Doğrusunu söylemek gerekirse, ‘Başörtüsü’ denilince, aklıma ‘Cop, itişme, kavga, sert müdahaleler, biber gazı ve Meclis’teki o alkışlı protesto’ geliyor. Ve tabi ki, şehit annelerinin kendi çocuklarının cenaze törenlerine alınmaması. En acısı da buydu. Maalesef Türkiye bunları yaşadı.
Hayatım boyunca, insanların yaşam tarzına hiçbir şekilde müdahale edilmemesi tezini savundum. Bu alanda aynı noktadayım.

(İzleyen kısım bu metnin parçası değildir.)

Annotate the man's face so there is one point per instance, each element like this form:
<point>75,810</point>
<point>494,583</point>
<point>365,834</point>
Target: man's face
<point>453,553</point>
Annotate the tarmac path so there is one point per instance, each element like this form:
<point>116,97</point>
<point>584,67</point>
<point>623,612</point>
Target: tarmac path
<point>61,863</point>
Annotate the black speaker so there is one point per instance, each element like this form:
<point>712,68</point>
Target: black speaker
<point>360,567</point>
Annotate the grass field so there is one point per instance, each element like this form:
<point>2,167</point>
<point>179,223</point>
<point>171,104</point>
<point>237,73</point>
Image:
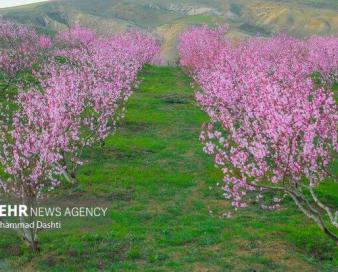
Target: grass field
<point>166,209</point>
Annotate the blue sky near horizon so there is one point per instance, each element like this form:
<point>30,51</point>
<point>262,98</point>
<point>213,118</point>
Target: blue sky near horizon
<point>13,3</point>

Kimse kimsenin yaşam tarzına, giyinme modeline müdahale etme hakkına sahip değildir.
* * * *
Türkiye, insan hakları ve özgürlükler alanında, son 20 yılda çok önemli mesafe kat etti. Özellikle anlamsız yasaklara karşı, takdire şayan bir mücadele ortaya koyuldu. Ve bunun sonucunda, özellikle de inanç özürlüğü önündeki engeller, bir bir kaldırıldı.
* * * *
Uzun yıllar kadınlar, başörtüsü taktığı için sürekli hedef gösterildi ve hatta ötekileştirildi. Şehit törenlerinde, sırf başörtüsü taktığı için, askerler tarafından yaka paça dışarı atılan annelerimiz olmadı mı? Yine başörtüsü taktığı için üniversiteye alınmayan, eğitim geleceği karartılan, milyonlarca insanın feryat figanını duymadık mı? Kamusal alanda başörtüsü yasak olduğu için binlerce kadın istifa etmek zorunda kalmadı mı? Demokratik, laik ve hukuk devletinde, maalesef bütün bu ayıplar yaşandı.
* * * *
Türkiye bu meseleyi çözdü. Başörtüsü yasak olmaktan çıkarıldı. Hem üniversite, hem de kamusal alanda, başörtüsü takmanın önündeki yasak ve engeller kaldırıldı. Türkiye’de 414 milletvekilinin katılımı ve imzasıyla, bu mesele çözüldü. Şimdi siyaset öncesi ‘helalleşme’ kisvesi altında, başörtüsünü istismar etmenin ne manası var?
* * * *
CHP Genel Başkanı Kemal Kılıçdaroğlu, durup dururken başörtüsü meselesini neden gündeme getirdi? Çözüme kavuşturulmuş bir meseleyi gündeme getirmesini, hangi akıllı danışmanı önerdi?
* * * *
Başörtüsünün yasak olduğu dönemlerde çıtı çıkmayan CHP’nin, bugün böyle bir sorun varmış gibi göstererek, teklif etmesinin altında tek bir neden var. O da 2023 seçimlerinde Cumhurbaşkanı adayı olacağına, kesin gözüyle bakılan Kemal Kılıçdaroğlu’nun, muhafazakar seçmenin gönlünü ve desteğini almak.
* * * *
Çünkü hem masadakiler, hem de CHP içerisinde bir kesimin, ‘Muhafazakar seçmen Kılıçdaroğlu’na oy vermez’ düşüncesi hakim. Muhafazakar seçmen ne kadar AK Parti’ye kızarsa kızsın, ne kadar darılırsa darılsın, geçmişi özellikle de din ve dini inançlara karşı radikal kararlar almış bir partinin iş başına gelmesinden endişe duyar.
* * * *
Açık konuşmakta fayda var. Kılıçdaroğlu başörtüsü meselesini gündeme getirdikten sonra, özellikle de muhafazakar seçmenle konuştum, konuşmaya da devam ediyorum. Toplumda bu anlamda Kılıçdaroğlu’na güvenmediklerini ve bunun bir seçim malzemesi olarak kullanıldığını iddia ediyorlar.
* * * *
CHP, ekonomide yaşanan sıkıntıyı nasıl çözeceğini topluma deklere etmek yerine, çözüme kavuşturulmuş bir meseleyi ısıtıp gündeme getirmesi, şahsen bana çok anlamsız geliyor. Vatandaşın böyle bir derdi yok. Millet muhalefetin önce adaylarını, sonra da başta ekonomi olmak üzere, sorunları hangi kadro ve ne tür uygulamalarla çözeceğini merak ediyor.